Fifty independent publications, with 10 070 stroke cases and 22 103 controls, were included. The results indicated that the DD homozygote carriers had a 37% higher risk of ischemic stroke when compared with the homozygotes II and heterozygote ID [odds ratio (OR) = 1.37, 95% confidence interval (CI): 1.22–1.53]. Subgroup analyses indicated that this higher risk was more pronounced among Asians, hospital-based studies, and small vessel disease (SVD).
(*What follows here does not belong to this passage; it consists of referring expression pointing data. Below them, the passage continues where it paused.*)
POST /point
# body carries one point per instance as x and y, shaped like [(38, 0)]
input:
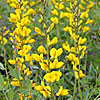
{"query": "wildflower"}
[(62, 92), (55, 53), (41, 50)]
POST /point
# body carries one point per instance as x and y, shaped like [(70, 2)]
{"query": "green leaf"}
[(1, 66), (1, 82), (61, 82)]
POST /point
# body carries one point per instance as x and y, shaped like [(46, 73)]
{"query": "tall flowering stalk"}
[(77, 15)]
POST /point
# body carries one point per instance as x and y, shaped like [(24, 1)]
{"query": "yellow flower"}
[(36, 57), (13, 62), (44, 66), (41, 50), (55, 53), (54, 20), (62, 92), (56, 64)]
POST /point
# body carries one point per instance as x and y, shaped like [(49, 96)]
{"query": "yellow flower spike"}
[(41, 50), (85, 29), (44, 66), (62, 92), (56, 64), (50, 28), (54, 20), (36, 57), (53, 41), (38, 31), (13, 62), (50, 77)]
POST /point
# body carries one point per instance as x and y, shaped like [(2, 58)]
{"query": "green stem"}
[(52, 92), (5, 95), (6, 67), (97, 97), (74, 89)]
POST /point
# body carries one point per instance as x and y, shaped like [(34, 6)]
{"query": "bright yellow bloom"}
[(85, 29), (62, 92), (41, 49), (54, 12), (50, 27), (13, 62), (38, 31)]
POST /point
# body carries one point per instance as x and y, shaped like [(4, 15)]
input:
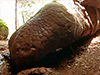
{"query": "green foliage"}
[(3, 25)]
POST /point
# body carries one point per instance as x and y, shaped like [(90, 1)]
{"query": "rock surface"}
[(51, 28), (3, 32)]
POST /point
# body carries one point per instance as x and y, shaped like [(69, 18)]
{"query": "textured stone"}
[(51, 28)]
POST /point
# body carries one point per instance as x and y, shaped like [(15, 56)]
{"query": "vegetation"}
[(3, 25)]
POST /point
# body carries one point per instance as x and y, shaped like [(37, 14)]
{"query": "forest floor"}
[(79, 58)]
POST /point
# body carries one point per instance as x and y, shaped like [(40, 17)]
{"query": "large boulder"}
[(4, 31), (53, 27)]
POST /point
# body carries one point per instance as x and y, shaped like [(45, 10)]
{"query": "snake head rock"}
[(52, 27)]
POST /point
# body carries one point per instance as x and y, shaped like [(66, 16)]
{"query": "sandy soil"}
[(79, 58)]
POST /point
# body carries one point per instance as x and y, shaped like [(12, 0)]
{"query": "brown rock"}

Potential publication bias may exist, but correction for this bias using a formal statistical method did not materially alter the combined risk estimate.

Conclusion

The results of our meta-analysis indicate that the D allele of ACE I/D polymorphism is a low-penetrance susceptibility marker of ischemic stroke.

Introduction

Stroke is a common neurological disease and a leading cause of death and long-term disability worldwide [1]. Strong evidence from genetic association studies indicates that genetic predisposition, in addition to such recognized risk factors as hypertension, smoking, diabetes, obesity, and advanced age, contributes to the development of stroke [2]. Identification and characterization of genetic variations that play such a role may allow improved prognostication, therapy, and prevention.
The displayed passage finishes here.